Я очень боюсь смерти, я панически боюсь ее с того момента, как у нас с мамой на руках не стало папы. Он просто шел рядом, улыбался, что-то говорил про поездку на дачу к знакомым и вдруг упал… Врачи сказали, что мало вероятно было его спасение, даже если бы скорая мимо проезжала. Аневризма. Я и не знала, что его мучили головные боли, он никогда не говорил о своем здоровье, даже маме, та его выгоняла то к стоматологу, то к кардиологу, а все вот как сложилось.

— Врачи что говорят, Злата Викторовна? — выдернул меня из панических раздумий голос Дмитрия.

— С кишечником беда, — глухо сообщила я водителю.

— А так эта больница как раз по этому делу, помню, я еще в институте учился, аппендицит там удалял, ужасное было местечко, а сейчас хорошо, штат, говорят, обновили, ремонт сделали.

— Это несомненно радует! — тяжело вздохнула я.

— А что такое аппендицит? — послышалось с моих колен.

— О, ну…. - призадумалась я. — У тебя в животике живет червячок, который кушает вместе с тобой, иногда он заболевает, и у тебя из-за этого болит животик. Так что надо сразу говорить, а не тянуть, как бабушка!

— Я понял! — закивал мальчик. — А правда червячок? — и положил маленькую ладошку на живот.

— Самый настоящий, — серьезно кивнула я. И поймала в зеркале заднего вида смеющиеся глаза Дмитрия. — Но он же называется так, помню их курса анатомии!

Водитель комментировать не стал, но глаза у него долго еще смеялись.

Как и все больницы, Елизаветинская, несмотря на свой опрятный внешний вид, вызывала у меня отторжение.

Маму увезли на обследование, а мне выдали заполнять кучу бумаг. Я купила Сашке в автомате минеральную воду без газа, крохотную шоколадку и вручила ему свой телефон, чтобы не грустил. Он сидел тихо, периодически бросая на меня совсем взрослые взгляды.

Когда я почти совладала с макулатурой, нам подошла медсестра и сообщила, что маму увезли на операцию. Ну, а дальше мы ждали, ждали и ждали, кажется, про нас уже даже забыли, но когда стрелки подобралист к двум часам ночи, появилась медсестра и сказала, что все нормально. Мама в реанимации.

Мы могли ехать домой, потому что пока она не пришла в себя первый раз после наркоза, к ней никого не пустят. И мы отправились на Комендантский.

Сашка — молодчина, в больнице бодрячком держался, хотя должен был плакать и спать.

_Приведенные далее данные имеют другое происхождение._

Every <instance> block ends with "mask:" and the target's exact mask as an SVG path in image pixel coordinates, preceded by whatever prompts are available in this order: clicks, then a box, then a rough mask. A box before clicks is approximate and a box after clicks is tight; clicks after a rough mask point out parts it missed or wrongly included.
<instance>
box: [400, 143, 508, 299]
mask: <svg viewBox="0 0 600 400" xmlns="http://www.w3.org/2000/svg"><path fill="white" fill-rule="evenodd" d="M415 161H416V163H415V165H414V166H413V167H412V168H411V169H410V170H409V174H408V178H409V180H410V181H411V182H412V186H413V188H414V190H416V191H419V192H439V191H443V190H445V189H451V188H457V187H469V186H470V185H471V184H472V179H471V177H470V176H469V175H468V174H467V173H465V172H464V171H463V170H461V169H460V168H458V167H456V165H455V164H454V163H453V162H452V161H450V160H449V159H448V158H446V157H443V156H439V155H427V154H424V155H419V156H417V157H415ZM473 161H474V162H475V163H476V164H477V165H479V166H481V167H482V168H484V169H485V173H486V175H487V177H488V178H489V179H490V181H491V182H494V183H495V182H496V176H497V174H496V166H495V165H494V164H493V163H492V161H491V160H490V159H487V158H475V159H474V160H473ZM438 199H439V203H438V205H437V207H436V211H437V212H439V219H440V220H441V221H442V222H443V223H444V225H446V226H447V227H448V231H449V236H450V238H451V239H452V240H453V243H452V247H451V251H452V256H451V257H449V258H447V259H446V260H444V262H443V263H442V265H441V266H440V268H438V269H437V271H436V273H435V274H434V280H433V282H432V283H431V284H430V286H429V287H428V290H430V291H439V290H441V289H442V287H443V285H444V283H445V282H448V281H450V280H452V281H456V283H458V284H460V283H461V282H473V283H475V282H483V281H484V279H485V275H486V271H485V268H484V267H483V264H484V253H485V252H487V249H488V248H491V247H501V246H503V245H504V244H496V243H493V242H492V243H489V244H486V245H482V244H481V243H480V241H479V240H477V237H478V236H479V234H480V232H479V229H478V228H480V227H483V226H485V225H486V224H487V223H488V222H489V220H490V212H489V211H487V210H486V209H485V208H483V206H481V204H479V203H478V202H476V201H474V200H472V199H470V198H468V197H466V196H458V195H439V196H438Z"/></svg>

Но плавное движение такси и темнота его сморили. Он уснул прямо в детском кресле, свесив головку на грудь.

А я следила за бегущим нам навстречу асфальтом, белыми полосами разметки, поребриками, жирными штрихами переходов и никак у меня не хватало сил собраться и чуть отпустить ситуацию.

Привычка все контролировать, сходить с ума от того, что что-то от меня не зависит, и я не смогу чего-то предотвратить, делала меня самым несчастным человеком на планете.

Ведь с мамой то все будет хорошо, сердце это знало, а вот мозг продолжал донимать страшными картинками и мыслями. Может, поэтому я не хочу заводить ребенка, ведь сойду с ума от чиха, от постоянного беспокойства, от ужаса, что могу его потерять.

Дома Сашулька, выпив горячего молока, завалился спать, я не стала таскать его в душ, просто обтерла всего уже спящего влажными салфетками и укрыла легкой простынкой.

На крышке маминого шкафа на кухне пряталась заначка — тонкие ментоловые сигареты, я их курила, когда мы тут у мамы встречались с подругами, они были чисто женскими — стройными и пахучими, и я подумала, что возможно они меня успокоят, но не тут-то было — теперь их запах раздражал.